Inspired: Richie Hawtin, Sven Väth, DJ Hell, Panacea
Essential listening: That Total Age
Artists and DJs slip in their love letters to industrial.
A Guy Called Gerald
“I think that (Cabaret Voltaire’s “Hypnotized”) was one of the first remixes I did. They were from a Northern electronic sound–crossover indie rock with a clean electro sound. The track they gave me was really raw and even now I prefer remixing raw tracks. That first remix taught me a lot about how to handle a remix.”
(“Beats in Space,” WNYU 89.1–New York, DFA)
“(I play) Throbbing Gristle, early Meat Beat Manifesto, Ministry, Front 242, Nitzer Ebb. They bring an electronic element to a harder, punk attitude. The electronic side brings me into it; they have some synth lines that are really nice. Throbbing Gristle’s “Hot on the Heels of Love” is a classic, and “Radio Babylon” by Meat Beat Manifesto. Ministry is such a funny group, their early work is not industrial–I can play that and then play the crossover industrial. For Front 242, [the anthem is] “Headhunter” and for Nitzer Ebb, it’s “Join in the Chant.” After the early ‘90s, (industrial) loses me. The recent stuff I’ve heard doesn’t click with me in the same way.
“(Industrial) has had a great influence on my work at different points. Nitzer Ebb has a funky, brutal, and minimal side–for me, they were the real pioneers of techno. The Cabs made really dark pop songs and Neubauten had a really different way of thinking about music. For me, industrial means this scene in the ‘80s around TG, Nurse with Wound, the Cabs, or Neubauten. Most of the things I’ve heard recently sound like shit. I think that industrial is more in bands like Pan Sonic or Autechre.”
(Meat Beat Manifesto, Tino Corp.)
“To me, ‘industrial’ means Throbbing Gristle; it’s not this mass-marketed, commercial music which came on the scene in the late ‘80s. Bands like Test Department in the early ‘80s used a lot of sounds visually, [like] grinding metal or splashing water. But I remember Depeche Mode getting on the Test Department bandwagon and watering it down–bastardizing it. It was ’84 or ’85. I suppose that’s when what we know as industrial exploded from labels like Wax Trax.
[Ministry’s work] to me was wrong–it wasn’t industrial. To me the original groups were very anti-guitar; if they used a guitar it would be in a very abstract way. [Bands like Ministry] were using [the guitar] like a rock instrument and that was a clash that never really appealed to me.

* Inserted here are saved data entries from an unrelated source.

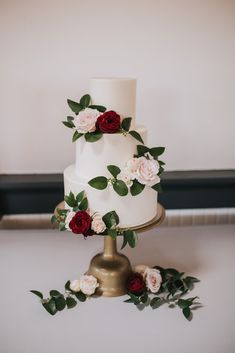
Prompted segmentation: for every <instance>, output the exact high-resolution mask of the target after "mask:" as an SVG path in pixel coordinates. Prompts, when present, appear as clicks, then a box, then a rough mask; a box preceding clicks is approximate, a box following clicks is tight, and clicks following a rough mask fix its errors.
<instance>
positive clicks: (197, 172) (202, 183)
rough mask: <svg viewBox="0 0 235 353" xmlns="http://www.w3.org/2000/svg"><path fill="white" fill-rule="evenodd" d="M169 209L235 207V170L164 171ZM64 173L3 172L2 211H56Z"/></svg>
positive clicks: (163, 199)
mask: <svg viewBox="0 0 235 353" xmlns="http://www.w3.org/2000/svg"><path fill="white" fill-rule="evenodd" d="M162 187H163V192H162V193H160V194H159V202H161V203H162V204H163V205H164V207H165V208H166V209H183V208H214V207H235V170H217V171H212V170H210V171H175V172H164V173H163V176H162ZM63 196H64V195H63V176H62V174H30V175H28V174H25V175H15V174H11V175H7V174H2V175H0V215H4V214H23V213H52V212H53V210H54V208H55V206H56V205H57V204H58V203H59V202H60V201H62V200H63Z"/></svg>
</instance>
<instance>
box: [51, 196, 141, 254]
mask: <svg viewBox="0 0 235 353" xmlns="http://www.w3.org/2000/svg"><path fill="white" fill-rule="evenodd" d="M64 200H65V202H66V203H67V205H68V206H69V207H70V209H61V208H58V207H57V209H56V214H55V215H53V216H52V218H51V222H52V223H58V224H59V230H61V231H64V230H69V231H72V232H73V233H74V234H82V235H83V236H84V237H85V238H86V237H88V236H89V237H90V236H92V235H103V236H105V235H110V236H111V237H112V238H113V239H116V237H117V236H123V244H122V249H123V248H124V247H125V246H126V245H127V244H128V245H129V246H130V247H132V248H134V247H135V246H136V243H137V234H136V232H135V231H133V230H131V229H123V228H120V227H119V217H118V215H117V213H116V212H115V211H110V212H107V213H106V214H105V215H103V216H102V215H100V214H99V213H98V212H93V211H91V210H90V209H89V207H88V200H87V197H86V196H85V192H84V191H81V192H80V193H78V194H77V195H76V196H75V195H74V194H73V193H72V192H70V193H69V195H65V198H64Z"/></svg>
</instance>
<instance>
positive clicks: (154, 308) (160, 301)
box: [150, 297, 162, 309]
mask: <svg viewBox="0 0 235 353" xmlns="http://www.w3.org/2000/svg"><path fill="white" fill-rule="evenodd" d="M161 302H162V300H161V298H159V297H154V298H153V299H152V300H151V302H150V306H151V308H153V309H156V308H158V307H159V306H160V305H161Z"/></svg>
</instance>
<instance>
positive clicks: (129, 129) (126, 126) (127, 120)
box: [121, 118, 132, 131]
mask: <svg viewBox="0 0 235 353" xmlns="http://www.w3.org/2000/svg"><path fill="white" fill-rule="evenodd" d="M131 120H132V118H124V119H123V120H122V124H121V127H122V129H123V130H125V131H129V130H130V127H131Z"/></svg>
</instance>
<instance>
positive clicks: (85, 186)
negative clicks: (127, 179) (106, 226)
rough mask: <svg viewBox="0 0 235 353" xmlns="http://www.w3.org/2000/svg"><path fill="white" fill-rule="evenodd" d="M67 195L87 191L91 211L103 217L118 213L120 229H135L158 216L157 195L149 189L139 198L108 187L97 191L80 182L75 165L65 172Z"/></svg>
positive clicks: (141, 193) (117, 213)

“The very first Meat Beat Manifesto live show was supporting Nitzer Ebb in 1987 show at The Fridge in Brixton. We only did one song, (“I Got the Fear”) because we only knew one song. And then everyone got really pissed off. The promoter wasn’t going to pay us and he wasn’t going to pay them. They smashed their dressing room and we just went home (laughs).”